Deep-Learning As Explained To A 6th Grader

James Ramadan
Analytics Vidhya
Published in
5 min readJan 6, 2020

--

Deep Learning is a type of machine learning and is a popular method these days to make data predictions. To apply deep learning predictive models you need a strong understanding of linear algebra, and to create the models from scratch you need a background in calculus and differential equations.

Lucky for you, today you have me, so we won’t need linear algebra or calculus! I’m going to explain deep learning using only basic algebra.

Let’s get started!

So let’s say we have a data set that shows the relationship between plant growth and time, i.e. we water some plants over the course of several days and record their growth on a chart!

As one might expect, our plants grow taller over time! Now let’s say we have a new plant (shown in blue on day 0) and we want to use our knowledge of past plant growth to predict how tall our plant will grow by day 4. How will we do this?

Well, if we want to keep our guess simple, we assume a linear relationship between height and time, and we project out where the blue dot will be at day 4. From our yellow trend line, it appears our plant will be around 4.5cm on day 4.

Simple enough. This method is called linear regression modeling and was the best way to make predictions prior to machine learning and deep learning.
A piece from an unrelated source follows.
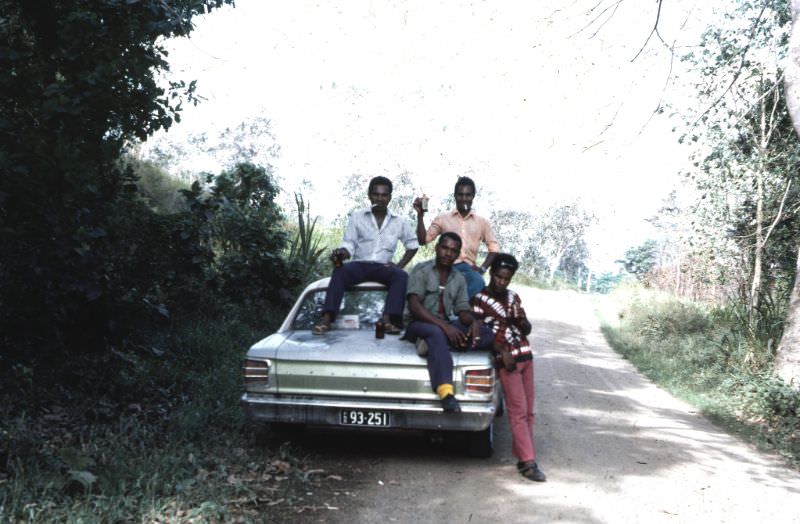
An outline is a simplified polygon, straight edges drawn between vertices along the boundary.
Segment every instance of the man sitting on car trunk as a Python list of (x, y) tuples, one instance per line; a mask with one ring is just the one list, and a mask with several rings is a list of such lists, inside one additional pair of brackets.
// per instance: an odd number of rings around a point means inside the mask
[[(406, 338), (417, 343), (417, 352), (428, 358), (431, 387), (445, 412), (461, 411), (453, 390), (451, 351), (488, 350), (492, 331), (475, 319), (467, 300), (467, 281), (453, 269), (461, 252), (461, 237), (445, 232), (436, 243), (436, 258), (414, 266), (406, 291)], [(457, 320), (451, 320), (455, 317)]]
[[(402, 318), (408, 282), (408, 274), (403, 268), (414, 258), (419, 243), (411, 225), (388, 208), (392, 200), (391, 180), (376, 176), (369, 182), (367, 196), (372, 205), (350, 215), (342, 243), (331, 253), (334, 270), (325, 294), (322, 322), (311, 329), (315, 335), (330, 331), (342, 304), (344, 291), (362, 282), (386, 285), (386, 307), (380, 322), (385, 333), (400, 334), (400, 327), (396, 324)], [(406, 252), (394, 264), (392, 257), (398, 242), (405, 246)], [(352, 262), (342, 263), (351, 257)]]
Now let’s say we watered our plant for the next 4 days and recorded the actual growth results (the blue dots), and then we determined how close our predictions were to the actual height of the plant, and we marked this distance in red.

From the graph above, we see that our predictions did well. The red lines show how far off our predictions were (the prediction errors) at various points in time. The blue dots indicate how tall our plant was at a given time, and the yellow line shows where we expected our plant to be at a given time.

So we are doing pretty good, but can we do better? Almost certainly, by using deep learning.

To build a deep learning prediction model, we make no assumptions about the relationship between height and time. Our deep learning model will learn this relationship on its own. And, in fact, often times in real data sets, the relationship isn’t easily interpretable by humans.

To start, we set plant height predictions to always be 3cm, no matter the time. Don’t worry, our deep learning model will quickly learn this assumption is incorrect. And yes we could have started with any trend, including the linear one above, but we will just keep our predictions as simple as possible, since the deep learning model figures out the best relationship anyway.

At a minimum, we need to specify 3 parameters to build a deep learning model:

  1. An error formula (the loss function) that tells our deep learning model how to quantify prediction error, e.g. the red lines we used above
  2. How many opportunities (the number of epochs) we want to give the model to analyze the training data (e.g. the black dots) before making a “final” prediction at the true relationship between the variables (e.g. the yellow trend line) in order to predict the test data (e.g. the blue dot)
  3. A number (the learning rate) that specifies how aggressively to adjust our predicted relationship when our model makes bad predictions

The first parameter, the loss function, instructs the model what “right” looks like. Otherwise, the model won’t know how to compare the actual results and its predictions to learn how to get better and be smarter.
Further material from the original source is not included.